Vardges Sureniants

Suren’iants, Vardges

 

Born Feb. 27, 1860, in Akhaltsikhe, Georgia; died Apr. 6, 1921, in Yalta. Armenian painter and graphic artist.

Suren’iants studied at the Moscow School of Painting, Sculpture, and Architecture from 1876 to 1879 and graduated from the Munich Academy of Fine Arts in 1885. After living in Moscow and St. Petersburg, he moved to Yalta in 1917. In 1894 he began showing his works with the Society of Wandering Art Exhibitions, which he joined in 1910. Striving to convincingly portray the surrounding world, Suren’iants was the first Armenian painter to turn to the historical genre, for example, The Holy Image Trampled (1895, Armenian Art Gallery, Yerevan).

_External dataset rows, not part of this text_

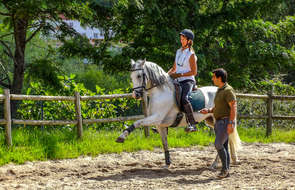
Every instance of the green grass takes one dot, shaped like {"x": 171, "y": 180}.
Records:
{"x": 36, "y": 144}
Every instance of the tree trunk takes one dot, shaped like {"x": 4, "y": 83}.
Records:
{"x": 20, "y": 31}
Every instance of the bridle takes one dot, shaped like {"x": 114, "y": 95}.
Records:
{"x": 143, "y": 86}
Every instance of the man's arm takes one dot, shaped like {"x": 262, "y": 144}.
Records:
{"x": 173, "y": 69}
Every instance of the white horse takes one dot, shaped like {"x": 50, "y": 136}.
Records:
{"x": 150, "y": 79}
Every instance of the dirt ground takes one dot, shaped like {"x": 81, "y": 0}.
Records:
{"x": 262, "y": 166}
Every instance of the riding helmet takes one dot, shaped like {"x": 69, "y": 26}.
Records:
{"x": 187, "y": 33}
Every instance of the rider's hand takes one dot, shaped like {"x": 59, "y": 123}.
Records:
{"x": 204, "y": 111}
{"x": 230, "y": 128}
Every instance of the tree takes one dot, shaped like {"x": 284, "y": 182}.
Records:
{"x": 22, "y": 20}
{"x": 253, "y": 40}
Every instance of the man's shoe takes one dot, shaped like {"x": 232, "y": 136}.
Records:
{"x": 223, "y": 174}
{"x": 190, "y": 128}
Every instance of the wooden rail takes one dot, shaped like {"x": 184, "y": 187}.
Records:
{"x": 7, "y": 121}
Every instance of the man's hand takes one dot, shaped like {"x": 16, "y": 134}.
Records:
{"x": 230, "y": 128}
{"x": 204, "y": 111}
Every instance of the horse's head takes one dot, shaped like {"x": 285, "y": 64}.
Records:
{"x": 138, "y": 77}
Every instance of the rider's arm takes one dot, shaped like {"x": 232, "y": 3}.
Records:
{"x": 173, "y": 69}
{"x": 193, "y": 65}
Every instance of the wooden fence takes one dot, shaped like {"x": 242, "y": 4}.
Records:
{"x": 7, "y": 121}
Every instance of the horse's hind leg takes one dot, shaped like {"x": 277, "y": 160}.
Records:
{"x": 163, "y": 133}
{"x": 125, "y": 133}
{"x": 215, "y": 163}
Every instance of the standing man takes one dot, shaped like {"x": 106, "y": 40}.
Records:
{"x": 224, "y": 111}
{"x": 184, "y": 71}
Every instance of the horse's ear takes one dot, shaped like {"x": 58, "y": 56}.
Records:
{"x": 132, "y": 62}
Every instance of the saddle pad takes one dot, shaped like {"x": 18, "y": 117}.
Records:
{"x": 197, "y": 99}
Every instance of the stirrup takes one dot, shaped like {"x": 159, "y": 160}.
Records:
{"x": 190, "y": 128}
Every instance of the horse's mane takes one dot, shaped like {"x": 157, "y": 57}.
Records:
{"x": 156, "y": 74}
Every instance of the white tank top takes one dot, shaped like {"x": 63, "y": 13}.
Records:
{"x": 183, "y": 64}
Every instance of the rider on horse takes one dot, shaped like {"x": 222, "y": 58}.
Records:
{"x": 183, "y": 71}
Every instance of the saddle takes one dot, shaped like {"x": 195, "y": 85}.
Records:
{"x": 196, "y": 98}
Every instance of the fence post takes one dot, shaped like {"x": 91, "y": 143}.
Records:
{"x": 144, "y": 107}
{"x": 269, "y": 112}
{"x": 7, "y": 116}
{"x": 78, "y": 114}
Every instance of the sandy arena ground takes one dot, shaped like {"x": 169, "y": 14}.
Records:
{"x": 262, "y": 166}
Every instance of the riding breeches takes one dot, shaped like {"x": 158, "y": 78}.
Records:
{"x": 187, "y": 87}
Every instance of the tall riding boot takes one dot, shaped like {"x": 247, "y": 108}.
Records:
{"x": 190, "y": 118}
{"x": 225, "y": 168}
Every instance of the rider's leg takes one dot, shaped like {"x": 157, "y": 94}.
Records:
{"x": 187, "y": 107}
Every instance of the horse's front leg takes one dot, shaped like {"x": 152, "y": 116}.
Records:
{"x": 215, "y": 163}
{"x": 163, "y": 132}
{"x": 150, "y": 120}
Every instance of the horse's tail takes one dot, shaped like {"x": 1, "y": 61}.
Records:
{"x": 235, "y": 143}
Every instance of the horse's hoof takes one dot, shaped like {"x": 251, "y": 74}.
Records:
{"x": 120, "y": 140}
{"x": 213, "y": 167}
{"x": 154, "y": 130}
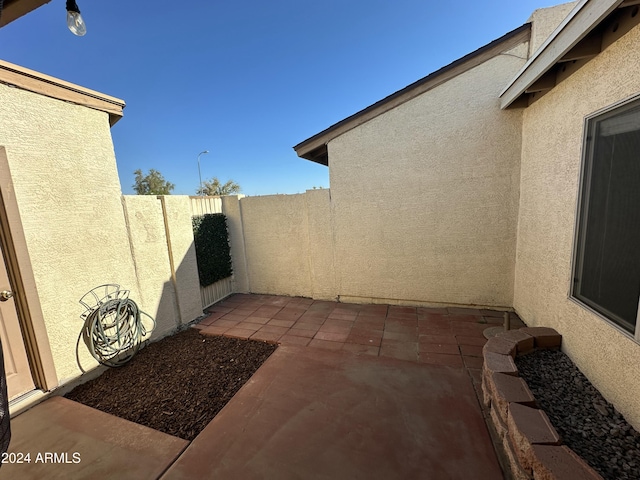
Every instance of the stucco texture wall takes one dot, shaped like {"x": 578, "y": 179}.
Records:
{"x": 287, "y": 247}
{"x": 66, "y": 184}
{"x": 551, "y": 158}
{"x": 151, "y": 259}
{"x": 424, "y": 197}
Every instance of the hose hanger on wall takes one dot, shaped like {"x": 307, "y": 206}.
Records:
{"x": 113, "y": 329}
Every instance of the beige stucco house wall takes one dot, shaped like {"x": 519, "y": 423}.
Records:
{"x": 72, "y": 228}
{"x": 551, "y": 158}
{"x": 424, "y": 197}
{"x": 63, "y": 168}
{"x": 467, "y": 193}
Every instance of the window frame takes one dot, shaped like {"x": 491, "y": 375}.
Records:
{"x": 586, "y": 168}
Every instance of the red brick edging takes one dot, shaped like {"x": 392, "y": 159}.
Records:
{"x": 532, "y": 445}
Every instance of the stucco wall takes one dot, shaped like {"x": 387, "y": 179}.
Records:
{"x": 551, "y": 159}
{"x": 66, "y": 184}
{"x": 424, "y": 197}
{"x": 151, "y": 260}
{"x": 282, "y": 244}
{"x": 276, "y": 236}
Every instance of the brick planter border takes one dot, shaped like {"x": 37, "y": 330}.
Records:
{"x": 530, "y": 442}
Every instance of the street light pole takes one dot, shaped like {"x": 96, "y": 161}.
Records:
{"x": 199, "y": 174}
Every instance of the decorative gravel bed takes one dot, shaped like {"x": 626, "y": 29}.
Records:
{"x": 178, "y": 384}
{"x": 587, "y": 423}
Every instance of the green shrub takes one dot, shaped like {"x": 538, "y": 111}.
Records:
{"x": 212, "y": 248}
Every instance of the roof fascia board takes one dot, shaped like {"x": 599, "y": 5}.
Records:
{"x": 582, "y": 19}
{"x": 42, "y": 84}
{"x": 510, "y": 40}
{"x": 13, "y": 10}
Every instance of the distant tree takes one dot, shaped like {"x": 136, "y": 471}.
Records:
{"x": 215, "y": 187}
{"x": 152, "y": 183}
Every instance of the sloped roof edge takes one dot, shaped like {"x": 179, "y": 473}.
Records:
{"x": 314, "y": 148}
{"x": 14, "y": 9}
{"x": 26, "y": 79}
{"x": 583, "y": 19}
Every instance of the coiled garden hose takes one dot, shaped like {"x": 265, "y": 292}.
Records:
{"x": 113, "y": 329}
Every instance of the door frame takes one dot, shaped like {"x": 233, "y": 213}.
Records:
{"x": 20, "y": 271}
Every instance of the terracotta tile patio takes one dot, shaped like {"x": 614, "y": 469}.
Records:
{"x": 440, "y": 336}
{"x": 389, "y": 392}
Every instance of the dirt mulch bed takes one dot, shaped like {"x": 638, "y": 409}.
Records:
{"x": 178, "y": 384}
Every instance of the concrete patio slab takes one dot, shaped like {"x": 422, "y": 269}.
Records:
{"x": 311, "y": 413}
{"x": 68, "y": 440}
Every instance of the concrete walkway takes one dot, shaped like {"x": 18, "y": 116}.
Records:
{"x": 353, "y": 392}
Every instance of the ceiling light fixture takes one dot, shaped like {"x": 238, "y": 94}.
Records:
{"x": 75, "y": 22}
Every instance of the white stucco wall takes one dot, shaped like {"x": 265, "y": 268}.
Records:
{"x": 151, "y": 259}
{"x": 424, "y": 197}
{"x": 276, "y": 239}
{"x": 183, "y": 252}
{"x": 551, "y": 159}
{"x": 63, "y": 169}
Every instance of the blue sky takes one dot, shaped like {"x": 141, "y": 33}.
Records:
{"x": 248, "y": 80}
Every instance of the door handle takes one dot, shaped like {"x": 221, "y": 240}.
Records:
{"x": 5, "y": 295}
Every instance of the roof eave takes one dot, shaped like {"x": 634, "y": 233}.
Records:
{"x": 569, "y": 42}
{"x": 315, "y": 147}
{"x": 14, "y": 9}
{"x": 48, "y": 86}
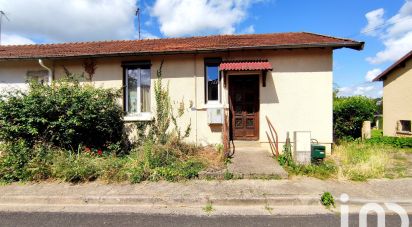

Some of his works were inspired by poetic legends, for example, Semiramis at the Corpse of Ar the Fair (1899, Armenian Art Gallery).

Suren’iants also painted portraits and landscapes, designed theater scenery, and illustrated books, for example, A. S. Pushkin’s The Fountain of Bakhchisarai (1899).

REFERENCE

Gorian, P. Vardges Suren’iants, 1860–1921. Yerevan, 1973.